Serving the High Plains
Mesalands Community College has a new president.
The college's board of trustees announced Friday afternoon after a brief executive session via videoconference it voted unanimously to offer educational consultant Gregory Todd Busch of Tucson, Arizona, a contract.
Busch begins his duties May 1 and will work remotely for the first few weeks. Details of Busch's contract will be finalized later.
Board Chairman Jim Streetman read from a prepared statement: "We feel Dr. Greg Busch's educational background and his experience make him a very good fit for our college. ... We are very excited to welcome Dr. Greg Busch and his wife, professor Mary Beth Busch, to our college family."
Busch thanked the board "for this wonderful opportunity."
"My wife joins me in sharing how excited we are moving to Quay County," Busch said. "We look forward to becoming involved in the community, working together with this board and our community partners to increase student success and help move the college forward into the 21st century and build upon the many successes we've had in the last several years."
He added: "We'll be there as soon as we can."
Mary Beth Busch, also a part of the videoconference, said: "I'm looking forward to how I can become an asset to the college and community."
Streetman expressed satisfaction with the board's choice.
"I'm very happy with what has happened today, and I'm very happy with our decision," he said.
Speaking to the Busches, he added: "I can't wait for y'all to get here and get this thing moving."
After the board voted to approve Busch's hiring, members individually congratulated Busch and praised several Mesalands officials who facilitated the videoconferences with candidates. Counting Friday's session, Mesalands held 10 special meetings since late March on the matter.
"You guys went above and beyond the call of duty," board member Tom Sidwell said of the videoconference crew.
"They have been a tremendous amount of help through all this," Streetman agreed. "It had been quite a chore."
"It took a lot of hard work, but I think we got it," board member Jimmy Sandoval added.
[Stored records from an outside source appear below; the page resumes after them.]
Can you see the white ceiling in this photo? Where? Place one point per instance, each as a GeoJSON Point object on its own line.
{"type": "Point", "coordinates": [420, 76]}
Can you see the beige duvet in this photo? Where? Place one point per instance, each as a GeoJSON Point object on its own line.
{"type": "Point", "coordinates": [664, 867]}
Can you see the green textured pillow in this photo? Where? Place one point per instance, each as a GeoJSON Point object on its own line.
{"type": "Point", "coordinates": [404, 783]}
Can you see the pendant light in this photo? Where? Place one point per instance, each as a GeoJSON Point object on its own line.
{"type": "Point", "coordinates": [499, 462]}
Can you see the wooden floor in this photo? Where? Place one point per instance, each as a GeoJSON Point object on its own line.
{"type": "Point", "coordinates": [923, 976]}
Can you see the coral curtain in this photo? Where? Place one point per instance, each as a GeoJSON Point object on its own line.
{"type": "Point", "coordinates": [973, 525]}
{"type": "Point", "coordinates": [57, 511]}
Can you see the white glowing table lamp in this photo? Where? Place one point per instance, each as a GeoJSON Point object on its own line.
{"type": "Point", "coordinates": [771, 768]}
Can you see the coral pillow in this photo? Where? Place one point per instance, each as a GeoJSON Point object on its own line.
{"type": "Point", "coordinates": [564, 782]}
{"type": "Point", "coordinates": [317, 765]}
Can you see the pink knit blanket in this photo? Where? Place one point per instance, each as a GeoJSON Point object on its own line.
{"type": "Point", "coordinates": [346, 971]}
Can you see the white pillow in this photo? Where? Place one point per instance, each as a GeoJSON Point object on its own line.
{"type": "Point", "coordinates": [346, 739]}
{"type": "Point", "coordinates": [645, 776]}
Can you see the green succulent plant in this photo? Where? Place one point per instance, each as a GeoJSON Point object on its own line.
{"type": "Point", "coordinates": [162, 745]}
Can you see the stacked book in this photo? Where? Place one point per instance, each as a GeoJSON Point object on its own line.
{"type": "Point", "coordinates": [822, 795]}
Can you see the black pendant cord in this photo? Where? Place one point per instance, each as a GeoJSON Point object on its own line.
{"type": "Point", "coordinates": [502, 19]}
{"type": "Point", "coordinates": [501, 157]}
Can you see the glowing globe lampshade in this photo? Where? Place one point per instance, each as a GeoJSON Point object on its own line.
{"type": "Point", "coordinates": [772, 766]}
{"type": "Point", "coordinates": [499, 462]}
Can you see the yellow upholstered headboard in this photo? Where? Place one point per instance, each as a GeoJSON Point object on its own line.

In addition to being founder and executive senior consultant of The Busch Professional Group consulting firm, Busch stated in his biography submitted to the college that he has served as an adjunct instructor, full time assistant professor, discipline coordinator, program coordinator, dean of academic and student affairs, lead for accreditation and strategic enrollment management, chief diversity officer, dean for articulation and transfer, dean of the honors college, chief academic officer, vice president for instruction, vice president for dual enrollment, vice president for guided pathways and an elected member of the board of trustees of a community college. He was serving as an adjunct faculty for St. Leo University in Florida.
Busch, a native of a small town in West Virginia, holds a master of science degree from West Virginia University, School of Medicine, where he specialized in epidemiology, pandemic studies, and crisis management. He and his wife have a son, Nicholas, a tenured community college political science professor, and daughter, Grace Faulkner, a coordinator of infectious disease and epidemiology. They have three grandchildren.
The other presidential finalists the board considered from an initial list of 67 candidates were:
• Todd M. Ecklund, Ed.D., of Pueblo, Colorado;
• Laura L. McCullough, Ed.D., of Hurricane, West Virginia;
• Melanie Jones Owen, Ed.D., of Hanford, California;
• Anthony R. Petroy, D.M., of Overland Park, Kansas;
• Randy Smith, Ph.D., of Holdenville, Oklahoma.
Mesalands had been without a permanent president for about a year. The college's previous leader, John Groesbeck, was placed on indefinite paid administrative leave in March 2020 for undisclosed reasons and fired the next month. Groesbeck had been president for less than two years.
Groesbeck later filed a whistleblower and retaliation complaint in Quay County against Mesalands. The lawsuit is pending.
Natalie Gillard, the college's vice president of academic affairs, served as acting president after Groesbeck's dismissal.